Façade of Sir Paul Pindar's house, Bishopsgate, London 1599-1600 Museum no. 846-1890.

Façade of Sir Paul Pindar's house, Bishopsgate, London 1599-1600 Museum no. 846-1890.

Carola Schueller
Furniture Conservator

The façade of Sir Paul Pindar's house (846-1890) is a three-storey wooden house front built in 1600 and is one of the very few timber buildings to have survived the Great Fire of London in 1666. Originally located in Bishopsgate Without, it was dismantled and presented to the Museum in 1890 when Liverpool Street Station was enlarged. The façade was first reconstructed in what is now one of the V&A's Cast Courts prior to being moved, in 1909, to Gallery 48, the old shop area by the main entrance of the Museum. In early 2007, the front was dismantled and most components were brought to the Conservation Studios for examination and treatment.

The entire wooden structure is made of oak. Structural timbers at the outside employ mortise and tenon joints with big wooden pegs to secure the joints. The panels at the outside are nailed to the timber frames. The inside panelling is constructed as frames with mortise and tenon joints, the panels set in a groove with pegs to secure the joints. No evidence of original glue was found which enabled the house and the individual panels to be dismantled relatively easily by removing the pegs.

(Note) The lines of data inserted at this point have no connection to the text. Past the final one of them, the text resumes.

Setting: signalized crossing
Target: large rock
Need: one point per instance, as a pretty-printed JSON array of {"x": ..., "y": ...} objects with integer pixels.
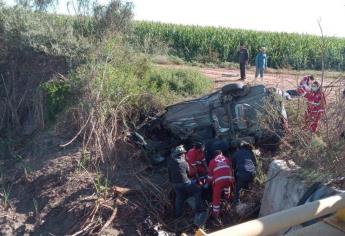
[{"x": 284, "y": 188}]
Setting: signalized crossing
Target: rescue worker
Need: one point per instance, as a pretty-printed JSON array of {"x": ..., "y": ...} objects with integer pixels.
[
  {"x": 243, "y": 59},
  {"x": 178, "y": 176},
  {"x": 220, "y": 176},
  {"x": 245, "y": 167},
  {"x": 196, "y": 160},
  {"x": 305, "y": 84},
  {"x": 316, "y": 106}
]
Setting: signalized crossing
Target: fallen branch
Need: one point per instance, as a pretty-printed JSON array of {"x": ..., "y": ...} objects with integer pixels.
[{"x": 109, "y": 221}]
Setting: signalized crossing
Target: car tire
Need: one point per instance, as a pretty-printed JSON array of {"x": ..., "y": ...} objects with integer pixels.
[{"x": 232, "y": 88}]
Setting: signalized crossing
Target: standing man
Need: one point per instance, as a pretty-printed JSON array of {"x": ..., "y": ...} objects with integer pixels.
[
  {"x": 243, "y": 58},
  {"x": 196, "y": 160},
  {"x": 261, "y": 63},
  {"x": 316, "y": 106},
  {"x": 178, "y": 176},
  {"x": 220, "y": 175},
  {"x": 245, "y": 167},
  {"x": 305, "y": 84}
]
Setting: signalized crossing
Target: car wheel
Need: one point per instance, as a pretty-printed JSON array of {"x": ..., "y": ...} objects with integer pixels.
[{"x": 232, "y": 88}]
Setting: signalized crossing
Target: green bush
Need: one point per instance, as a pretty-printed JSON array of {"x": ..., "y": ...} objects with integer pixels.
[{"x": 58, "y": 94}]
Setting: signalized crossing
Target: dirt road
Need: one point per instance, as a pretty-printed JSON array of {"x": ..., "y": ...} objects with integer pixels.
[{"x": 282, "y": 81}]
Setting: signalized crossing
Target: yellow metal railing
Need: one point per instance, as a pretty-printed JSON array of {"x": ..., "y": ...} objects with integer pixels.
[{"x": 276, "y": 222}]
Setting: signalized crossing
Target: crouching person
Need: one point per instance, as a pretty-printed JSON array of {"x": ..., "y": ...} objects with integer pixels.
[
  {"x": 178, "y": 176},
  {"x": 245, "y": 167},
  {"x": 220, "y": 175}
]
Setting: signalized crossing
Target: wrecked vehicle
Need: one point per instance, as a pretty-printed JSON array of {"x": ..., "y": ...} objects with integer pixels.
[{"x": 236, "y": 112}]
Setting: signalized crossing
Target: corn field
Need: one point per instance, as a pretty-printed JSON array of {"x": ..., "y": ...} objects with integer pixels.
[{"x": 212, "y": 44}]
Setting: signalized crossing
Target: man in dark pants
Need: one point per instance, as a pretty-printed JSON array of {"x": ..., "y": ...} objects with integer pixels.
[
  {"x": 245, "y": 167},
  {"x": 243, "y": 58},
  {"x": 178, "y": 176}
]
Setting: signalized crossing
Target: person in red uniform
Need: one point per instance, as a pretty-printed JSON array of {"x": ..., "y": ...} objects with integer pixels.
[
  {"x": 221, "y": 177},
  {"x": 305, "y": 84},
  {"x": 316, "y": 106},
  {"x": 196, "y": 160}
]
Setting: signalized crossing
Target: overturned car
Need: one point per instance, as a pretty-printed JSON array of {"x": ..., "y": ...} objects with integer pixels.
[{"x": 235, "y": 112}]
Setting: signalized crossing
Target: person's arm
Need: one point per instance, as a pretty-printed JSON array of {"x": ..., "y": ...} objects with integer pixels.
[
  {"x": 234, "y": 161},
  {"x": 252, "y": 156},
  {"x": 210, "y": 173}
]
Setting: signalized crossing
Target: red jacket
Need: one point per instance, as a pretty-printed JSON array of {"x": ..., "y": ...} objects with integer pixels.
[
  {"x": 196, "y": 159},
  {"x": 220, "y": 169},
  {"x": 316, "y": 102}
]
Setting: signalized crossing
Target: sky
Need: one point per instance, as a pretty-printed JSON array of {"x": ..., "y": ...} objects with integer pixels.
[{"x": 298, "y": 16}]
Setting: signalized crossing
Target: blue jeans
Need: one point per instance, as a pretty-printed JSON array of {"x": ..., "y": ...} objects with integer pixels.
[
  {"x": 243, "y": 179},
  {"x": 259, "y": 71},
  {"x": 183, "y": 191}
]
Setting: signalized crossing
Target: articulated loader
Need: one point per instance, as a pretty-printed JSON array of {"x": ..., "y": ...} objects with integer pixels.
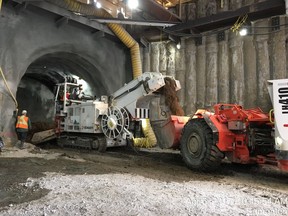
[{"x": 241, "y": 135}]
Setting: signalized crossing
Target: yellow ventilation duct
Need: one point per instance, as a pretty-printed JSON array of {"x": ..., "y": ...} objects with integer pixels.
[{"x": 126, "y": 38}]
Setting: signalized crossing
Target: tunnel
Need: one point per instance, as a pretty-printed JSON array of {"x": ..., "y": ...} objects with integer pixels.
[{"x": 37, "y": 88}]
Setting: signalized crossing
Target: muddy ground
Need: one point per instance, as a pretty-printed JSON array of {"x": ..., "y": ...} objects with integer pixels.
[{"x": 33, "y": 178}]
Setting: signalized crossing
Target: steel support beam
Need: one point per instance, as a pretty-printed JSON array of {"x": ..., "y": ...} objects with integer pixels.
[
  {"x": 255, "y": 11},
  {"x": 67, "y": 14}
]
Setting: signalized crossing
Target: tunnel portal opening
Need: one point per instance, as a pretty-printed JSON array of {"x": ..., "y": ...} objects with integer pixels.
[{"x": 37, "y": 88}]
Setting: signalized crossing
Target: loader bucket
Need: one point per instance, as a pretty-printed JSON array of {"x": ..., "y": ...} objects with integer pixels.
[
  {"x": 167, "y": 127},
  {"x": 168, "y": 132}
]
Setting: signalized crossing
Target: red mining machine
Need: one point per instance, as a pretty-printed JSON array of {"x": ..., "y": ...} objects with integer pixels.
[{"x": 244, "y": 136}]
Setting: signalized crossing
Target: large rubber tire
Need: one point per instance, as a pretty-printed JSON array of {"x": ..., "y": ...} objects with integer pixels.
[{"x": 197, "y": 147}]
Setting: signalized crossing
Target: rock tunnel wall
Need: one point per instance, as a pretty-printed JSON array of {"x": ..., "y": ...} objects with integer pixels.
[
  {"x": 29, "y": 36},
  {"x": 234, "y": 70}
]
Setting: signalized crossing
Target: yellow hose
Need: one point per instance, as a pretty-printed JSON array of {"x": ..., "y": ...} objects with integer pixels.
[
  {"x": 72, "y": 5},
  {"x": 9, "y": 90}
]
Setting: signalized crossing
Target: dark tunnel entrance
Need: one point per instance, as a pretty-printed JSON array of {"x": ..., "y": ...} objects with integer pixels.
[{"x": 36, "y": 90}]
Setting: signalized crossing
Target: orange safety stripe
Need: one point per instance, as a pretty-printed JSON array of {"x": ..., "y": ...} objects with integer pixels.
[{"x": 22, "y": 122}]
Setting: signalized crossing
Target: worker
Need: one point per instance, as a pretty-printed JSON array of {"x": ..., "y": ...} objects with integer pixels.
[
  {"x": 1, "y": 144},
  {"x": 23, "y": 125}
]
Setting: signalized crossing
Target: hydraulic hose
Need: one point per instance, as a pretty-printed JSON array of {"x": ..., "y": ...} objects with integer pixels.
[{"x": 72, "y": 5}]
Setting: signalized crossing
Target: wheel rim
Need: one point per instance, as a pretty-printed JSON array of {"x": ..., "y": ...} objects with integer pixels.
[{"x": 194, "y": 145}]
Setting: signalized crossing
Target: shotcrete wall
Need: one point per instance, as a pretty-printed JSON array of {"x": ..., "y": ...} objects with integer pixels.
[
  {"x": 234, "y": 70},
  {"x": 26, "y": 37}
]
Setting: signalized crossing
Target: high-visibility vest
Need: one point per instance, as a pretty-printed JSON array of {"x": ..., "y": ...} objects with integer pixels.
[{"x": 22, "y": 122}]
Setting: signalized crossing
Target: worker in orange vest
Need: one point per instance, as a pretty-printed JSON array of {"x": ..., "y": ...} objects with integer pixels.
[{"x": 22, "y": 126}]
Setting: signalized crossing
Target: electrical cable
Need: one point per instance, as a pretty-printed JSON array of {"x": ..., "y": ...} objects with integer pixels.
[{"x": 9, "y": 90}]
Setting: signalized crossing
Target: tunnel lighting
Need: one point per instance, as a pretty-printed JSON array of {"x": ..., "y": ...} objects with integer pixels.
[
  {"x": 243, "y": 32},
  {"x": 133, "y": 4},
  {"x": 98, "y": 5}
]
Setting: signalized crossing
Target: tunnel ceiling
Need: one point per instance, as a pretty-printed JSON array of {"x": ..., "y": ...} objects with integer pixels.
[
  {"x": 52, "y": 68},
  {"x": 152, "y": 21}
]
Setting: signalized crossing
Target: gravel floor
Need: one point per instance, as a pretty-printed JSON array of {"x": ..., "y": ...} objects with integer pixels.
[{"x": 133, "y": 194}]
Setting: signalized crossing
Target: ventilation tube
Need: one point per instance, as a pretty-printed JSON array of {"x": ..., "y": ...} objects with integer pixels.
[{"x": 126, "y": 38}]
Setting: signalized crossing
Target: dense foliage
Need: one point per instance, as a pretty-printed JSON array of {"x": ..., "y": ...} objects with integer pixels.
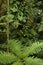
[{"x": 25, "y": 32}]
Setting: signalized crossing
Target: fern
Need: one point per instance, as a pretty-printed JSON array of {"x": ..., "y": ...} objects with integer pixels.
[
  {"x": 17, "y": 63},
  {"x": 33, "y": 49},
  {"x": 33, "y": 61},
  {"x": 6, "y": 58},
  {"x": 16, "y": 47}
]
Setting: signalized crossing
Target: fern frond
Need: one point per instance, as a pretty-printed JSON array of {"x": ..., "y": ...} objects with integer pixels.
[
  {"x": 33, "y": 49},
  {"x": 17, "y": 63},
  {"x": 16, "y": 47},
  {"x": 33, "y": 61},
  {"x": 7, "y": 57}
]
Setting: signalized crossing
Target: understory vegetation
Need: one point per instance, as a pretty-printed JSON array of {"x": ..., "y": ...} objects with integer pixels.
[{"x": 21, "y": 32}]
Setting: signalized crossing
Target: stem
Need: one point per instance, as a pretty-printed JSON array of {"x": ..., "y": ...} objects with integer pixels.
[{"x": 7, "y": 24}]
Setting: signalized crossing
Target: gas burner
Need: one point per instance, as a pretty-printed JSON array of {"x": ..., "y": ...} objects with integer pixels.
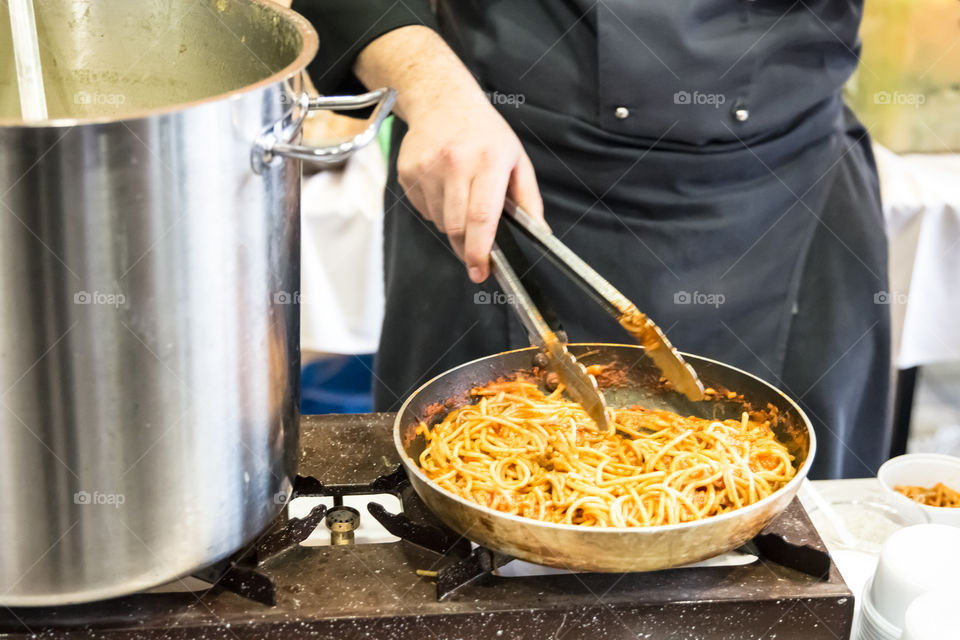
[
  {"x": 342, "y": 522},
  {"x": 406, "y": 575}
]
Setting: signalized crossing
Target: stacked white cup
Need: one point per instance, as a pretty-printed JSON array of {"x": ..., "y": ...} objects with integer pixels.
[{"x": 913, "y": 561}]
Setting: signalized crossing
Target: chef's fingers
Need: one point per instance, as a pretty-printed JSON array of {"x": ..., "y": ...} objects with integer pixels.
[
  {"x": 456, "y": 194},
  {"x": 487, "y": 192},
  {"x": 524, "y": 190},
  {"x": 422, "y": 184}
]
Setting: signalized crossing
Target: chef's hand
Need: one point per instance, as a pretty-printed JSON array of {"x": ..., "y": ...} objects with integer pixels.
[{"x": 459, "y": 157}]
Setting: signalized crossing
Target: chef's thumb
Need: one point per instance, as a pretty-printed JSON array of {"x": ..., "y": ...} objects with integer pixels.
[{"x": 524, "y": 190}]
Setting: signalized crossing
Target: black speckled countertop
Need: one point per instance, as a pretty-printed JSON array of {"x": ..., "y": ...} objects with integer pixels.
[{"x": 372, "y": 591}]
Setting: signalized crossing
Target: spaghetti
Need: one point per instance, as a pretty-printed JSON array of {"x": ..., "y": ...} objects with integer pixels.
[
  {"x": 939, "y": 495},
  {"x": 521, "y": 451}
]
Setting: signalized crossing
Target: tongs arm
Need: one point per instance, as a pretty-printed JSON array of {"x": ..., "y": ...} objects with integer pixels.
[
  {"x": 580, "y": 385},
  {"x": 672, "y": 365}
]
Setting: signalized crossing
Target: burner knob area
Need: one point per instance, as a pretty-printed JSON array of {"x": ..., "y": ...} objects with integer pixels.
[{"x": 342, "y": 521}]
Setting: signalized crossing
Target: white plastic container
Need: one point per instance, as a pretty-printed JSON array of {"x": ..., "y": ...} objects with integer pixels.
[
  {"x": 933, "y": 616},
  {"x": 912, "y": 562},
  {"x": 925, "y": 470}
]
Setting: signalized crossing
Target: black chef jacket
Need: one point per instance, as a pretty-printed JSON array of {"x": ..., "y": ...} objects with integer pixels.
[{"x": 695, "y": 152}]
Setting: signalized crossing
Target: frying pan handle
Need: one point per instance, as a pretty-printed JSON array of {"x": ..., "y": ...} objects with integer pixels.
[{"x": 276, "y": 140}]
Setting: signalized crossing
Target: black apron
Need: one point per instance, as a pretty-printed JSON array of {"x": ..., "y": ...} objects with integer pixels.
[{"x": 698, "y": 154}]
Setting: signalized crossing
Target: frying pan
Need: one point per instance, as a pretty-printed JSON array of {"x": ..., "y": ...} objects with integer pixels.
[{"x": 611, "y": 549}]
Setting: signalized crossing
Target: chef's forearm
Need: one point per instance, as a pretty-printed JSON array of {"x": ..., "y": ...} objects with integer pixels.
[
  {"x": 346, "y": 27},
  {"x": 416, "y": 62}
]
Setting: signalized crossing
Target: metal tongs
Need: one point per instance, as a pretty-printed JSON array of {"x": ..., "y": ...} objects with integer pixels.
[{"x": 580, "y": 385}]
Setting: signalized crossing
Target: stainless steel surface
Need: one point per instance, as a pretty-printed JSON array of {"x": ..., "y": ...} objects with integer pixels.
[
  {"x": 607, "y": 549},
  {"x": 580, "y": 385},
  {"x": 26, "y": 53},
  {"x": 149, "y": 304},
  {"x": 665, "y": 356},
  {"x": 272, "y": 144}
]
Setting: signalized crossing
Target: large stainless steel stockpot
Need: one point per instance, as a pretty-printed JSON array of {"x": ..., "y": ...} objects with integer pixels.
[
  {"x": 149, "y": 277},
  {"x": 615, "y": 549}
]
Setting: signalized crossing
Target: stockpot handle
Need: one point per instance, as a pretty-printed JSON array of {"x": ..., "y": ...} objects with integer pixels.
[{"x": 275, "y": 139}]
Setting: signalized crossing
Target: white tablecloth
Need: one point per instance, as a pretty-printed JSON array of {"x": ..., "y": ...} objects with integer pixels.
[
  {"x": 341, "y": 263},
  {"x": 921, "y": 203}
]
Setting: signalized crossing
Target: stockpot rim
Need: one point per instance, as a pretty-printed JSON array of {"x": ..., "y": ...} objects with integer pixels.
[{"x": 307, "y": 52}]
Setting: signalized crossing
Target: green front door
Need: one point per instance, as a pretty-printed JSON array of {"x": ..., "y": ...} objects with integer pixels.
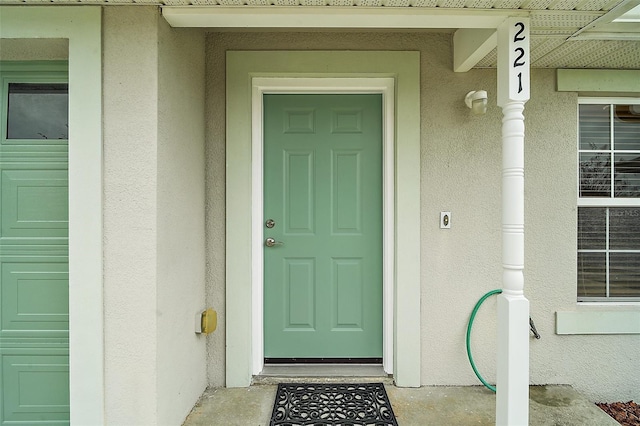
[
  {"x": 323, "y": 209},
  {"x": 34, "y": 272}
]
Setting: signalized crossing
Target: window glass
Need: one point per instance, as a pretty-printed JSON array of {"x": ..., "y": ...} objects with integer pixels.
[
  {"x": 624, "y": 275},
  {"x": 592, "y": 275},
  {"x": 592, "y": 228},
  {"x": 624, "y": 228},
  {"x": 38, "y": 111},
  {"x": 627, "y": 175},
  {"x": 609, "y": 201},
  {"x": 595, "y": 174},
  {"x": 595, "y": 127},
  {"x": 626, "y": 127}
]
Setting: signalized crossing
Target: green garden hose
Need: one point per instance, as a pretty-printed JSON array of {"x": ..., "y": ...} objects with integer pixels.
[{"x": 473, "y": 316}]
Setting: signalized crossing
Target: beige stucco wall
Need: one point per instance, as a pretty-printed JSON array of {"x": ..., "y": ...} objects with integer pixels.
[
  {"x": 30, "y": 49},
  {"x": 461, "y": 173},
  {"x": 181, "y": 354},
  {"x": 153, "y": 217}
]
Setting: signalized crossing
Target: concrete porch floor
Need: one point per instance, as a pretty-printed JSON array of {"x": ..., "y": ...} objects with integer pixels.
[{"x": 441, "y": 406}]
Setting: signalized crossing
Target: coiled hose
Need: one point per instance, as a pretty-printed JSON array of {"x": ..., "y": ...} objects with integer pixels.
[{"x": 471, "y": 319}]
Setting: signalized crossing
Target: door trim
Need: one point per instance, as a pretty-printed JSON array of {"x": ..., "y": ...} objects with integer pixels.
[
  {"x": 241, "y": 67},
  {"x": 283, "y": 85}
]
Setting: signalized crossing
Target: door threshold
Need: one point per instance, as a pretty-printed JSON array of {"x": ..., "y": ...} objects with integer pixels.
[{"x": 322, "y": 373}]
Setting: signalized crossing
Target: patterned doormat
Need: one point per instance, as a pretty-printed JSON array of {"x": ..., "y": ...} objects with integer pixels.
[{"x": 344, "y": 404}]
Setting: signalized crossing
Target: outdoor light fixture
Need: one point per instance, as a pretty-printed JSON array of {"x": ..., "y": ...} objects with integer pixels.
[{"x": 477, "y": 101}]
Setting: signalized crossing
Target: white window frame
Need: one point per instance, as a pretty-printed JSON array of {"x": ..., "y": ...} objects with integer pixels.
[{"x": 603, "y": 202}]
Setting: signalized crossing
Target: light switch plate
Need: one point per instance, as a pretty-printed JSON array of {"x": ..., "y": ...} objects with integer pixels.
[{"x": 445, "y": 220}]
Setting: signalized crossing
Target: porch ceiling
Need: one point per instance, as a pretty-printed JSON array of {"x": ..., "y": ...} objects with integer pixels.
[{"x": 564, "y": 33}]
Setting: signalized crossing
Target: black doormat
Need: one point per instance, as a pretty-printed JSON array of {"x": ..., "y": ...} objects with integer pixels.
[{"x": 344, "y": 404}]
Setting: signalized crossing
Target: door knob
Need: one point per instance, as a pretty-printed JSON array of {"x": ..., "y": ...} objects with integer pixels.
[{"x": 270, "y": 242}]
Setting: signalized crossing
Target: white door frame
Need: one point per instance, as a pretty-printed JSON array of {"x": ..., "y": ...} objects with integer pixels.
[{"x": 264, "y": 85}]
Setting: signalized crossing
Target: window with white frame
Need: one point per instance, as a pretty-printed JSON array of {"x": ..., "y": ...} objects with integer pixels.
[{"x": 609, "y": 199}]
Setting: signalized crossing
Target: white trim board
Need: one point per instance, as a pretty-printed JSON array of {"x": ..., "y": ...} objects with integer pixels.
[
  {"x": 242, "y": 241},
  {"x": 598, "y": 321},
  {"x": 261, "y": 86},
  {"x": 332, "y": 17},
  {"x": 82, "y": 26}
]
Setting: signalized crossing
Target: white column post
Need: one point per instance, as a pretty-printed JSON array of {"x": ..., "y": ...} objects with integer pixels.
[{"x": 512, "y": 399}]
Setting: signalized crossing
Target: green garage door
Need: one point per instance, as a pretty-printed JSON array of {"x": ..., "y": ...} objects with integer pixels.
[{"x": 34, "y": 276}]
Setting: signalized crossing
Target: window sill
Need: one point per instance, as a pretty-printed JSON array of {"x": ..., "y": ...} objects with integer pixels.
[{"x": 599, "y": 319}]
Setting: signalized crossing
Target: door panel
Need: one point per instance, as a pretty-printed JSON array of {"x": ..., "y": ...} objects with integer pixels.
[
  {"x": 323, "y": 189},
  {"x": 34, "y": 266}
]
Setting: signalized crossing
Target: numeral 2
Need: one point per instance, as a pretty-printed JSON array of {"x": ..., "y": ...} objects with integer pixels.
[
  {"x": 518, "y": 62},
  {"x": 518, "y": 37}
]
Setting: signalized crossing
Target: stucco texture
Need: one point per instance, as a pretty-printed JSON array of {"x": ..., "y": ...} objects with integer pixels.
[
  {"x": 155, "y": 364},
  {"x": 461, "y": 173}
]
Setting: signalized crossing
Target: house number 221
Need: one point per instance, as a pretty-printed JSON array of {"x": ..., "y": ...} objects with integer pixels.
[{"x": 520, "y": 50}]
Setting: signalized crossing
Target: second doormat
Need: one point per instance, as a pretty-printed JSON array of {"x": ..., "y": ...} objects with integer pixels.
[{"x": 344, "y": 404}]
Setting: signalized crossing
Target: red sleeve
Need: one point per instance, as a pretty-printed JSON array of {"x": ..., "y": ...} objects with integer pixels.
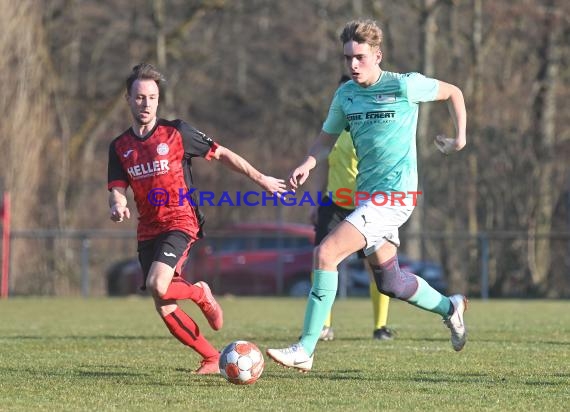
[{"x": 116, "y": 175}]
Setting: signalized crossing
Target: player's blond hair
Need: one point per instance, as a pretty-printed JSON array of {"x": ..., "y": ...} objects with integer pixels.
[{"x": 362, "y": 31}]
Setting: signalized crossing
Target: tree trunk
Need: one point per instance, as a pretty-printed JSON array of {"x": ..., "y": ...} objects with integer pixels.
[{"x": 545, "y": 109}]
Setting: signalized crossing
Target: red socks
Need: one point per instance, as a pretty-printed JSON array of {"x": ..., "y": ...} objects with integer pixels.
[{"x": 186, "y": 331}]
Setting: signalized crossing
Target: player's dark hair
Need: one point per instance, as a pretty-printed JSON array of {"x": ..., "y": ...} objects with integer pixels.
[
  {"x": 144, "y": 71},
  {"x": 362, "y": 31}
]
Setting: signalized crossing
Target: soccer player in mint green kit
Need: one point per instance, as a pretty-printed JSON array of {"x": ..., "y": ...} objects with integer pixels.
[{"x": 381, "y": 109}]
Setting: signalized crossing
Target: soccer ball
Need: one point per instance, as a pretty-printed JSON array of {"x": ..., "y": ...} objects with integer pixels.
[{"x": 241, "y": 362}]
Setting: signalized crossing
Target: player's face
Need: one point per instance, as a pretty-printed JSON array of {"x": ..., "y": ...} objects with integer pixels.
[
  {"x": 143, "y": 101},
  {"x": 363, "y": 62}
]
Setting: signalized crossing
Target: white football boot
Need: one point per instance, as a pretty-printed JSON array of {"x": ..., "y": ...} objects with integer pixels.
[
  {"x": 455, "y": 322},
  {"x": 292, "y": 357}
]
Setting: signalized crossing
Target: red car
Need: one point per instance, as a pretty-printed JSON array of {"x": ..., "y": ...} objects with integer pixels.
[{"x": 244, "y": 259}]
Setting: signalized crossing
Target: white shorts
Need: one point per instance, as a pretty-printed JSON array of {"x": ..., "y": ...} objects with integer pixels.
[{"x": 379, "y": 224}]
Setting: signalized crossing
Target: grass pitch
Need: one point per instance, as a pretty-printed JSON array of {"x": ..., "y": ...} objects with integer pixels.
[{"x": 116, "y": 355}]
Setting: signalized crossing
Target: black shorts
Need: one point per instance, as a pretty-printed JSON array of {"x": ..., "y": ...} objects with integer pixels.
[
  {"x": 329, "y": 215},
  {"x": 170, "y": 248}
]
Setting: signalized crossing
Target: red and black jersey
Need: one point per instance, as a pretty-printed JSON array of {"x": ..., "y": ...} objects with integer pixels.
[{"x": 158, "y": 169}]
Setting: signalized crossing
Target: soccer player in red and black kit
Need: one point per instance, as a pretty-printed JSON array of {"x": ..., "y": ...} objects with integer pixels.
[{"x": 153, "y": 157}]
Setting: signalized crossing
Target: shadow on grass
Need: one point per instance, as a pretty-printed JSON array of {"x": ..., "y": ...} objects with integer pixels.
[{"x": 82, "y": 337}]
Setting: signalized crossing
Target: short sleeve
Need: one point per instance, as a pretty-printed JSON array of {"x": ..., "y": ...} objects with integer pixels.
[
  {"x": 420, "y": 88},
  {"x": 116, "y": 175},
  {"x": 336, "y": 121}
]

Once dismantled the individual panels and frames from the exterior and interior, together with cornices and mouldings, were examined and the damage was recorded. Major problems to be addressed during conservation were the structural degradation of the wood due to weathering, former woodworm infestation, mould and mildew. These factors combined had resulted in loose joints along with fractured and missing timber, so treatment was aimed at stabilizing each individual piece structurally to allow all components to be handled and reassembled safely. The unstable wood required consolidation and insertion of new material to compensate for losses of fragile areas. The display incorporates a supporting steel structure at each floor of the façade.

Figure 1 (a&b). Front and back of interior panel No. 39 with losses at the lower horizontal rail and lower corner joints with the softwood repair screwed to back (Photography by Carola Schueller)

Figure 1 (a&b). Front and back of interior panel No. 39 with losses at the lower horizontal rail and lower corner joints with the softwood repair screwed to back (Photography by Carola Schueller)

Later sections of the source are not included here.